Дворец Сараян стоял полукругом на краю плато. Внешняя стена дворца падала в бездонную пропасть, закрытую облаками; внутренняя выходила на город, видный из окон и с балконов как на ладони.
Город был небольшой. Явно меньше и Волхова, и даже Скального Грая, в который раз прикидывал Костя, рассматривая Малахит с балкона дворца. Он ожидал, что город будет соответствовать своему названию, но нет – зелёный цвет отнюдь не доминировал. Не было такого, как малахитовый зал во дворце царицы Марьи, целиком облицованный этим камнем. Здесь, в Сараяне, даже малахит использовался как элемент орнамента и декора и не более того. В городе же его было и того меньше. По крайней мере, как мог заметить Костя с балкона.
Из дворца его не выпускали, и ближе познакомиться с городом он не мог. Не в первый раз уже он оказывается в этом мире пленником, и никогда ему ещё не было так тяжело, как сейчас.
Когда царица Марья отказалась отпускать его домой, посоветовав забыть о возвращении, ему было плохо. Но он верил тогда, что рано или поздно придумает, как вернуться, да и вокруг себя видел не враждебные, а сочувственные лица. Это придавало надежды и сил.
Когда Соловей захватил Скальный Грай и сделал его обитателей своими пленниками, рядом опять-таки были друзья, были Олег и Яна, и была надежда на скорое освобождение.
Так и вышло, хоть и пришлось заплатить за это освобождение высокую цену.

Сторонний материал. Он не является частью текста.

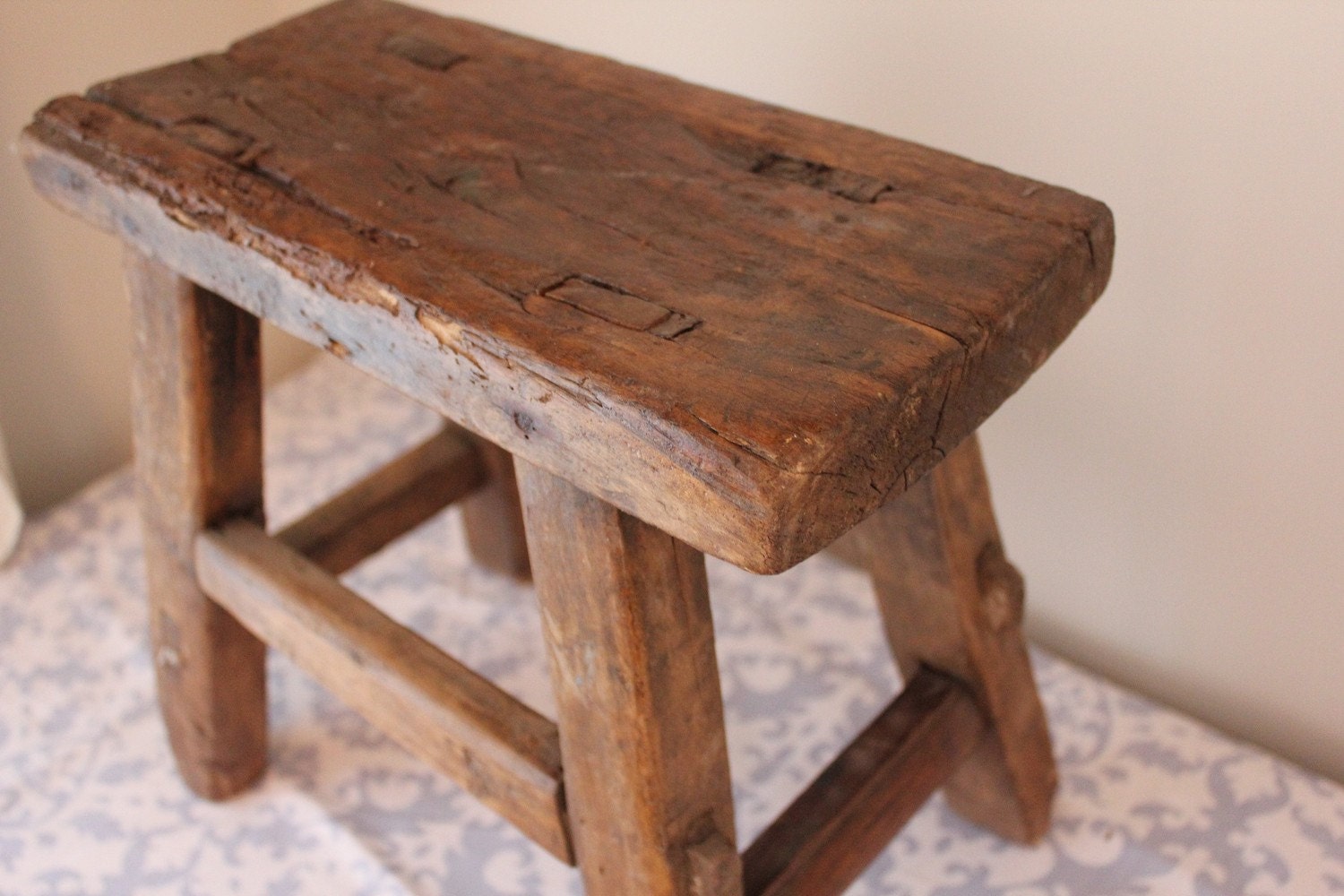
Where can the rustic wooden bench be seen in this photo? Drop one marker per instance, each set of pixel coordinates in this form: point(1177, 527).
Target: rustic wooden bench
point(660, 322)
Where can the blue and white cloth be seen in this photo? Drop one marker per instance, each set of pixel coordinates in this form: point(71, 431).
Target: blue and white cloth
point(1150, 801)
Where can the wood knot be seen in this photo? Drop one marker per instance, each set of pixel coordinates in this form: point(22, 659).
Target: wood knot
point(1002, 589)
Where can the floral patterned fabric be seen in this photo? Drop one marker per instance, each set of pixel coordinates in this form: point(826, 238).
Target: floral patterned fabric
point(1150, 802)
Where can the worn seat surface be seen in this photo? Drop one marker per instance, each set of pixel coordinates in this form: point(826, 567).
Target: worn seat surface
point(742, 324)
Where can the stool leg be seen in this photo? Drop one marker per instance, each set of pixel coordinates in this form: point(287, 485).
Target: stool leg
point(626, 616)
point(952, 600)
point(494, 516)
point(196, 392)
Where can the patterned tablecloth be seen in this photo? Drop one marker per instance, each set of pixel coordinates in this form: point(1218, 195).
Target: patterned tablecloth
point(1150, 801)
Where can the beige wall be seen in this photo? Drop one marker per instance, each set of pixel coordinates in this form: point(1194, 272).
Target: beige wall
point(1171, 482)
point(65, 339)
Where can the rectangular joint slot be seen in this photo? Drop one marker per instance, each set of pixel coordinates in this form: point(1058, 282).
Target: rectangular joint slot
point(617, 306)
point(464, 726)
point(381, 508)
point(849, 185)
point(833, 831)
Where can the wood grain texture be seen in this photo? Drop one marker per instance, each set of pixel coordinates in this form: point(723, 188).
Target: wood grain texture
point(196, 400)
point(830, 834)
point(742, 324)
point(494, 516)
point(625, 610)
point(952, 600)
point(371, 513)
point(460, 723)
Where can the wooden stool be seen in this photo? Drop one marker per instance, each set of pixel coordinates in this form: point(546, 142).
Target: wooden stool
point(691, 323)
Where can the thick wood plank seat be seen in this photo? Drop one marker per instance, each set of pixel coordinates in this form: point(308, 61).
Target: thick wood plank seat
point(744, 325)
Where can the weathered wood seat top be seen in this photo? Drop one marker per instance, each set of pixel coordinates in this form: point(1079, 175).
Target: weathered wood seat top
point(742, 324)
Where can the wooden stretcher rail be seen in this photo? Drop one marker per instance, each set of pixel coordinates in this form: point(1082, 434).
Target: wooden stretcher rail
point(495, 745)
point(830, 834)
point(371, 513)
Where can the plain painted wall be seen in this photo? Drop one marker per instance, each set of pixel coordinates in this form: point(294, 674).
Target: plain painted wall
point(1169, 482)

Сейчас у Кости не было ничего. Ни друзей, ни надежды, ни известий извне. Он не знал, что происходит за границами плато Морена, не знал, надолго ли он здесь и что вообще тут делает. На все вопросы ему лишь вежливо улыбались и предлагали подождать. Чего? Этого ему тоже не говорили.
Ожидание растягивалось на неделю, вторую, третью… Костя приходил в отчаяние. Больше всего, помимо заточения, мучила именно неизвестность. Он не мог понять, чего от него хотят и зачем похитили из Волхова, ведутся ли переговоры об обмене, делает ли хоть кто-то хоть что-то для его освобождения? Почему бездействует царица Марья? Почему бездействует Алексей Иванович? Вернулся ли он вообще?
Ему ничего не говорили. От безысходности порой по ночам Костя плакал в подушку. У него не было даже Книги, чтобы, как прежде, в затруднительные моменты, открыть её и найти ответы на вопросы. Книга была спрятана на дне Звон-озера в Дымных мшарах, и достать её мог только Олег.
Но сейчас речь не о Книге, а о нём самом. Кое о чём Костя всё-таки догадывался. Из вопросов Ники, из осторожных переглядов слуг, из собственных воспоминаний, в конце концов, он выстроил для себя картину, способную хоть что-то объяснить.
Он помнил свои последние часы в Волхове. И прощание на крыльце Мариинского дворца, и то, что было потом. И если он и мог зачем-то понадобиться Хранителям, размышлял Костя, то, наверное, вот за этим. За его чудесным воскрешением после смертельного выстрела. За его бессмертием. Алексея Ивановича они взять не могли, он колдун. А вот его – запросто.
Костя боялся, что над ним начнут проводить какие-то исследования, выяснять, почему он выжил, когда должен был умереть. Но его не трогали. Казалось, про него вообще забыли.
Кроме прогулок по залам и коридорам дворца, делать было нечего. От него ничего не требовали, но почти ничего и не разрешали. Не разрешали заходить в жилые комнаты, не разрешали читать книги. Библиотека во дворце была, но тяжёлые фолианты стояли на высоких полках, и Косте снимать их, даже просто посмотреть, не дозволяли.
Молчаливые служители три раза в день приносили еду. Довольно скоро Костя понял, что рацион во дворце исключительно вегетарианский и притом не слишком разнообразный. Кормили пресным рисом на пару, спаржей с овощами, орехами, варёными яйцами, ячменными лепёшками. Из напитков подавали воду и чай с молоком. Чай был солёным, жирным, и молока с маслом в нём было куда больше, чем собственно чая. Костя даже поперхнулся и выплюнул от неожиданности, когда первый раз попробовал его. Он ему совершенно не понравился, но от однообразия постной пищи соглашался порой даже на этот чай.